Dans ce cas aussi l’opposition entre les « pour » et les « contre », entre les dogmatismes des uns et des autres, l’ignorance de cette réalité ou la non-conscience des enjeux qu’elles suscitent bloquent la possibilité de penser rationnellement cette grande nouveauté culturelle, sociale et civilisationnelles. Manque également de la part des musulmans européens une réflexion critique sur leur mode de présence et d’implantation qui a eu lieu et continue en partie à avoir lieu sous l’impulsion de l’islamisme politique de tout bord -arabe, turc, pakistanais- et celle du salafisme wahabite qui ont fortement orienté l’islam européen aussi bien que mondial avec ses revendication de reconnaissance et de droits sans s’interroger sur le contexte dans lequel ces formulation étaient avancées.

Dans cette absence de réflexion globale et de longue vue s’engouffrent toutes les craintes, toutes les rumeurs, toutes les hostilités, tous les discours de constructeurs et malfaisants.

Le mode de présence d’une consistante minorité en Europe est une nouveauté et un événement civilisationnel majeur. Son mode de constitution, le mode de construction de son devenir est marginalement pensé tant par les non musulmans que par les musulmans. Ou bien on reste en surface en polémiquement sur le terrain des formules de Zemmour comme celle du « grand remplacement ».

 

Conclusion

 On l’aura compris. Selon moi le discours de Zemmour énonce des questions brulantes des sociétés contemporaines. Il le fait avec une rhétorique de la hargne, voire haine, attisant l’hostilité, exagération et exaspération, peut-être calcul cynique. Il oublie d’ailleurs d’autres questions importantes, surtout dans le domaine économique, écologique ou géopolitique.

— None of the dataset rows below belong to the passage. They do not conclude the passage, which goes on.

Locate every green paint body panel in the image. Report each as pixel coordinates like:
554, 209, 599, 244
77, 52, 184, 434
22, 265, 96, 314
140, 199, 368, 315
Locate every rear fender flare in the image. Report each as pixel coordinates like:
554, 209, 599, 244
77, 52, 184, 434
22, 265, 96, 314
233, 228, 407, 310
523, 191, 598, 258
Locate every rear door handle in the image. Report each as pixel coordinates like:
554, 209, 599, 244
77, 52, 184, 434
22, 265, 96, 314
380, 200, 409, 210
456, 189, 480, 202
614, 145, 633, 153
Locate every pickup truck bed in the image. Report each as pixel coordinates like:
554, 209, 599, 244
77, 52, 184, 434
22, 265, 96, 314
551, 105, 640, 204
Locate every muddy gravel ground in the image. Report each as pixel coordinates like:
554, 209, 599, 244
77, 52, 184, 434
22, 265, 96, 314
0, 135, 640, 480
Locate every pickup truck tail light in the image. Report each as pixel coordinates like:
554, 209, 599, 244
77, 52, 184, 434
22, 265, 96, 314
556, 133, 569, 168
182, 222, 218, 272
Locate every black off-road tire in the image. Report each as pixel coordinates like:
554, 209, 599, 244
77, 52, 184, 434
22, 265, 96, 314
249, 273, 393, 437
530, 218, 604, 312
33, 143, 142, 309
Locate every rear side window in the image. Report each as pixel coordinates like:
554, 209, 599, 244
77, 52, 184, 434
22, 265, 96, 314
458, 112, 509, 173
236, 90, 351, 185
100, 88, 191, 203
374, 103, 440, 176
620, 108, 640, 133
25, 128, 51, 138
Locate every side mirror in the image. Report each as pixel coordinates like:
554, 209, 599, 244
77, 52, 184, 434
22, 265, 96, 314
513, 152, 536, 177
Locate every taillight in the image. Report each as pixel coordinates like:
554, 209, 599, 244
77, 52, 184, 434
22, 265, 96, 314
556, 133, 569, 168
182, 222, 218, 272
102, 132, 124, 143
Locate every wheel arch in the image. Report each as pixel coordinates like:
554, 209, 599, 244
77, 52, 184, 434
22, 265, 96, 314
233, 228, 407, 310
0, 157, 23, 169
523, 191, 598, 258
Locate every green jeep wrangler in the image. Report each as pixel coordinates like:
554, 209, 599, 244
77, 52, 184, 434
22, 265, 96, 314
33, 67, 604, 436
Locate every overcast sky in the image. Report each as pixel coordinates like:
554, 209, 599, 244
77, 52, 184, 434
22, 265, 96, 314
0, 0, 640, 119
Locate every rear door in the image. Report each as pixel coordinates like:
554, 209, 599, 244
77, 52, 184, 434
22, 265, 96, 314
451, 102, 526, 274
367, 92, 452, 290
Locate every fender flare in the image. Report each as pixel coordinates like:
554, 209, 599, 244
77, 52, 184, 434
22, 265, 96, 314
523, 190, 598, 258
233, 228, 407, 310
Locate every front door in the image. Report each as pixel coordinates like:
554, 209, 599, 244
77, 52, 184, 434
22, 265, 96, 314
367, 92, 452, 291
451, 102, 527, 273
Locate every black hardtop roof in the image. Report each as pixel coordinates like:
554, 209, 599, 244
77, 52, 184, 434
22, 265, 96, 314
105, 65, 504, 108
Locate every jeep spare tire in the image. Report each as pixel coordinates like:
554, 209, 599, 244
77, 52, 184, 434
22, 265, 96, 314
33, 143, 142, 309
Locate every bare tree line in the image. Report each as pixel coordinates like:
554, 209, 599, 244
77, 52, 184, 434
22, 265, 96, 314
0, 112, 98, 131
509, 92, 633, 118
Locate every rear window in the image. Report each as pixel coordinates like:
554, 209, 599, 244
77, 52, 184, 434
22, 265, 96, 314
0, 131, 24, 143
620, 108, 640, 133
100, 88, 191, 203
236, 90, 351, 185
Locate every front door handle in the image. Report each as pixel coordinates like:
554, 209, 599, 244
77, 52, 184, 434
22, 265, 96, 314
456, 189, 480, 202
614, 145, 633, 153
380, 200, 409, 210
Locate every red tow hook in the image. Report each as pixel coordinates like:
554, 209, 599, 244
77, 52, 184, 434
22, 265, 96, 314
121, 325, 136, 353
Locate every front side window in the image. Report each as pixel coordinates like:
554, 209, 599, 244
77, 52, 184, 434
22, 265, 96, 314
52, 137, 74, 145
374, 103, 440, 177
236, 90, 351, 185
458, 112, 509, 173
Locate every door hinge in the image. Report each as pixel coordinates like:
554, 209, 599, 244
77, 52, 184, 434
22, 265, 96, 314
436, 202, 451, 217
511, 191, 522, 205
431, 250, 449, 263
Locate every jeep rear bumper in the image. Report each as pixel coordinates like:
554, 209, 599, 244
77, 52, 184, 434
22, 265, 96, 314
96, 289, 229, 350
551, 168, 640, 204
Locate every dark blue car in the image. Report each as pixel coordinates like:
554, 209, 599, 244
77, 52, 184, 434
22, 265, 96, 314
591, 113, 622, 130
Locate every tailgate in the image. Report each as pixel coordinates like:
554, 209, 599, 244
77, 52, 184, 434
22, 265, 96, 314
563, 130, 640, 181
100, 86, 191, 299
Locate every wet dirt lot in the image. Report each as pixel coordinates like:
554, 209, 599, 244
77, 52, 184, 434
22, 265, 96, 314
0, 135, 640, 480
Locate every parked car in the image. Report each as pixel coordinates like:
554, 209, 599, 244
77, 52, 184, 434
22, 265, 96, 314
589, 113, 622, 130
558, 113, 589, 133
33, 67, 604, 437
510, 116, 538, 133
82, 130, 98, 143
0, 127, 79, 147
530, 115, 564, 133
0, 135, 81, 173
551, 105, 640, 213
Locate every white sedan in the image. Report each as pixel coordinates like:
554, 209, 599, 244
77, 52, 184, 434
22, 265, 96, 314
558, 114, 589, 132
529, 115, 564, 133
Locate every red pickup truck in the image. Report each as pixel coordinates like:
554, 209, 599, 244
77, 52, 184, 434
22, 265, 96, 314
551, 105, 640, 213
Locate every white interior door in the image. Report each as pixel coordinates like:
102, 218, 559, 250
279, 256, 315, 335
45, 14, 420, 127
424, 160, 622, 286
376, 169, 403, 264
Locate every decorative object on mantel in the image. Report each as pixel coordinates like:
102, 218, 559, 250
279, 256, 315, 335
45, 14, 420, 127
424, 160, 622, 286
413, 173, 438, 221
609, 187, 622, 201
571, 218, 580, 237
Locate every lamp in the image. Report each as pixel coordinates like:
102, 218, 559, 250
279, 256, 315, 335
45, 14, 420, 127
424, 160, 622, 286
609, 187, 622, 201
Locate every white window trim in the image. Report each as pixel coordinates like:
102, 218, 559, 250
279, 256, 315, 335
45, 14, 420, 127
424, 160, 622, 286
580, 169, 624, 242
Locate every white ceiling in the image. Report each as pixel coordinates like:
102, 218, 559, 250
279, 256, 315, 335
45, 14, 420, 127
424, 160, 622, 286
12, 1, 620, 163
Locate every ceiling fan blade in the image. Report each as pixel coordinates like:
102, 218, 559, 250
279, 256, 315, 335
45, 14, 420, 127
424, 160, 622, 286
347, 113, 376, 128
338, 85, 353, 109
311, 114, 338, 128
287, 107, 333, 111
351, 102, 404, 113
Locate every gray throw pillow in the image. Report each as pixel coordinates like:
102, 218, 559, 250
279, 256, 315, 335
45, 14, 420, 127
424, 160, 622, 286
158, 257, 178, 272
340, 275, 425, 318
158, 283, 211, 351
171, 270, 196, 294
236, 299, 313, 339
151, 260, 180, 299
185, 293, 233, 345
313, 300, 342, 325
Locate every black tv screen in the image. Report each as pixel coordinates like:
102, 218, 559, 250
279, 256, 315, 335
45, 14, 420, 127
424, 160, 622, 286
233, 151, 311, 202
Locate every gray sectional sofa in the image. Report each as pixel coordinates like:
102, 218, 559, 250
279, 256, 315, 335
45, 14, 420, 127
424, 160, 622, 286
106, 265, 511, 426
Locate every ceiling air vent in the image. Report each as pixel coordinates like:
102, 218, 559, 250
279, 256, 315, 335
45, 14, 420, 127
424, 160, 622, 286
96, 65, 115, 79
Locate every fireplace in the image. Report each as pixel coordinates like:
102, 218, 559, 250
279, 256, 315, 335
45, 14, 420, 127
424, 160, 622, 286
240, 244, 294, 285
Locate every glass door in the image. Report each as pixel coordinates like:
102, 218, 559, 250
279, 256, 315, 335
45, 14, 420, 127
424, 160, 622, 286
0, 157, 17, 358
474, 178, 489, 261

Mais se limiter à tenter de s’opposer en l’accusant de populisme, d’extrême-droitisme ne servira pas à grand-chose, comme n’a pas servi une hostilité analogue à d’autres mouvements analogues.

Car ces questions restent au cœur du devenir contemporain des sociétés humaines et exigent des réponses sur le plan intellectuel préparant l’action politique.

Certaines d’entre elles, les plus importantes, exigeraient des changements de cap dans les orientations des élites dirigeantes et dominantes contemporaines. Ce qui sera probablement la chose la plus difficile. Et peut-être bien plus difficile encore de contrer des leaders comme Zemmour&co.

 


[1] Je me permets de renvoyer à mes textes suivants : Sur les migrations en général : F. Dassetto, ‘Migrations : un regard analytique pour sortir des émotions et des idéologies’, dans La Thérésienne, 2019/1 : https://popups.uliege.be/2593-4228/index.php?id=596; Felice Dassetto, « Un pacte concernant les migrations. Un document de l’ONU intéressant, incomplet et à recadrer », 5 décembre 2018 dans ce blog http://www.felicedassetto.eu/index.php/blog-societes-en-changement/268-migrations-onu,  :

 


[i] Aussi perce que j’ai pour règle de ne pas dépenser de l’argent pour des écrits polémiques et je préfère ne pas faire gagner de l’argent aux auteurs, aux éditeurs, aux diffuseurs et aux libraires qui vendent ces livres. Contrairement à ce que dit et écrit le flamboyant patron de la librairie Filigrane à Bruxelles qui considère que son seul souhait est de vendre et que tout livre est bon à vendre, je pense que le livre n’est pas une marchandise banale et que même s’il fait gagner beaucoup d’argent, tout livre n’est pas bon à vendre. Je parcours donc les livres de Zemmour et d’autres, dans des librairies, assis à leur café quand elles en ont un ou assis sur un tabouret dans un coin.